Découverte d’un nouveau matériau incroyable capable de stocker les gaz à effet de serre plus rapidement que les arbres
Un nouveau matériau poreux a été découvert qui pourrait révolutionner le captage du dioxyde de carbone et d'autres gaz à effet de serre, promettant un impact significatif dans la lutte contre le réchauffement climatique
Une équipe de chercheurs deUniversité Heriot-Watt à Édimbourg a fait une découverte révolutionnaire qui pourrait changer les règles du jeu dans la lutte contre le réchauffement climatique. Ils ont développé un matériau unique, constitué de molécules en forme de cage, capables de capter les gaz à effet de serre avec une efficacité surprenante. Ces molécules sont particulièrement efficaces pour absorber le dioxyde de carbone et l’hexafluorure de soufre, un puissant gaz à effet de serre d’origine humaine qui peut rester dans l’atmosphère pendant des milliers d’années.

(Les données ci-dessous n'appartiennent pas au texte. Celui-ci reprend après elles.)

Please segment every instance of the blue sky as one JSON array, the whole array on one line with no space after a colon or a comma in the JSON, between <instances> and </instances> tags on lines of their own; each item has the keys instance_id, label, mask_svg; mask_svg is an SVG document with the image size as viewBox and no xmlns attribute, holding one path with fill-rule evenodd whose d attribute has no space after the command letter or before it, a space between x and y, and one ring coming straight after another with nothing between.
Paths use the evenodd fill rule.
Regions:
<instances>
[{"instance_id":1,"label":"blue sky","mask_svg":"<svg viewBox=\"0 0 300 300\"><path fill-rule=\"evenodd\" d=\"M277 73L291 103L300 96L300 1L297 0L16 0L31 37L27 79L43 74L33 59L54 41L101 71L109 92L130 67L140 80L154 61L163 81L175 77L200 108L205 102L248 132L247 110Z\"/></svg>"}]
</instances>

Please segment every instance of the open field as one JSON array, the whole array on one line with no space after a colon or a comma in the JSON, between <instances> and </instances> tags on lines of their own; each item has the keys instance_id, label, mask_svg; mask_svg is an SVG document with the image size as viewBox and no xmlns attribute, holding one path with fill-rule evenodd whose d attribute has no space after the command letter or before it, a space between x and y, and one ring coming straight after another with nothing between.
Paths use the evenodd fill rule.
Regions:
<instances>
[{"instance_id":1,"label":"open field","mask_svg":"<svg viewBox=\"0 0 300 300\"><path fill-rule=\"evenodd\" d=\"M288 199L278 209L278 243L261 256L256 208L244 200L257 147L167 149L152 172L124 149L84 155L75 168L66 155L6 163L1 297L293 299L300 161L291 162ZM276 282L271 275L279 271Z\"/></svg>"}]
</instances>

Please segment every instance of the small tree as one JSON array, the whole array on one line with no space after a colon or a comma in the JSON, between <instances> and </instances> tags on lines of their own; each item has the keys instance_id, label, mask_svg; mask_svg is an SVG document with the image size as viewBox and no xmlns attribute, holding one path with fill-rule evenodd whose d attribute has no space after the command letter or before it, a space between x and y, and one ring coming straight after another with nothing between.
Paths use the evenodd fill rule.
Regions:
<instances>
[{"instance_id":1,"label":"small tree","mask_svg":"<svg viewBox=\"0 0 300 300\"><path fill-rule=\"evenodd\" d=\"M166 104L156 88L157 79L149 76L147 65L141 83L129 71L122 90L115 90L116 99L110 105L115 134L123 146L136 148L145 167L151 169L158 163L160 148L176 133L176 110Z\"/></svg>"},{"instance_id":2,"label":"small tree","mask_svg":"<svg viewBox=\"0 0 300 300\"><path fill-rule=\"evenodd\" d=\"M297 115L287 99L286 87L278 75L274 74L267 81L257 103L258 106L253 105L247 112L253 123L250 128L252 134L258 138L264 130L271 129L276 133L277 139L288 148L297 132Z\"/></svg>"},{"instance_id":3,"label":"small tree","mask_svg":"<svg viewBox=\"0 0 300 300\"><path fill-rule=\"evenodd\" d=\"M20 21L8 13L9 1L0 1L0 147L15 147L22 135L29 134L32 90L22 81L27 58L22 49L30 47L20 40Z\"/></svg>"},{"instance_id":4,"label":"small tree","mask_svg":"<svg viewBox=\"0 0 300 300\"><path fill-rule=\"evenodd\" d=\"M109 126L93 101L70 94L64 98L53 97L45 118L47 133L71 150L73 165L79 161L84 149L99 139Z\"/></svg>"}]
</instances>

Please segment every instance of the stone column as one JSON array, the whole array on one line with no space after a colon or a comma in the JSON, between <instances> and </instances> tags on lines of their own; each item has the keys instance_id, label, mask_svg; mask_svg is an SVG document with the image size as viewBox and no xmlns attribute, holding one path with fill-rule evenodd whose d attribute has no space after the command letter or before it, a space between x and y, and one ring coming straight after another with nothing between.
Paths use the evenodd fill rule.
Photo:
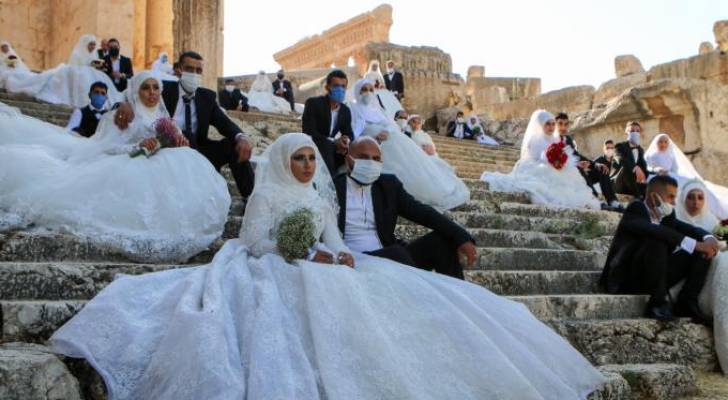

Médecin Marc Petitl'un des responsables de cette recherche, a souligné l'importance de cette découverte pour relever certains des défis les plus urgents de la société :
Le captage direct du dioxyde de carbone de l’air devient essentiel non seulement pour stopper les émissions futures, mais également pour éliminer les émissions passées déjà présentes dans l’environnement. Bien que la reforestation soit une méthode efficace pour absorber le carbone, il s’agit d’un processus lent qui nécessite des solutions plus rapides, telles que l’intervention humaine via des molécules synthétiques pour une capture efficace et rapide des gaz à effet de serre.
Les gaz à effet de serre, principales causes du réchauffement climatique, agissent comme les parois d'une serre, retenant la chaleur dans l'atmosphère terrestre. Alors que le dioxyde de carbone est un gaz naturel, l’hexafluorure de soufre est beaucoup plus efficace pour stocker la chaleur et est produit artificiellement.
L'utilisation de la simulation informatique et de l'intelligence artificielle pour développer de nouveaux matériaux
L’équipe de recherche a utilisé des simulations informatiques pour prédire l’auto-assemblage des molécules dans ce nouveau matériau. Ces techniques, comme l'explique le Dr Little, pourraient être encore améliorées par l'utilisation deintelligence artificielleapportant une contribution significative à la création de nouveaux matériaux capables de répondre à des défis urgents, sans avoir besoin d'être synthétisés en laboratoire.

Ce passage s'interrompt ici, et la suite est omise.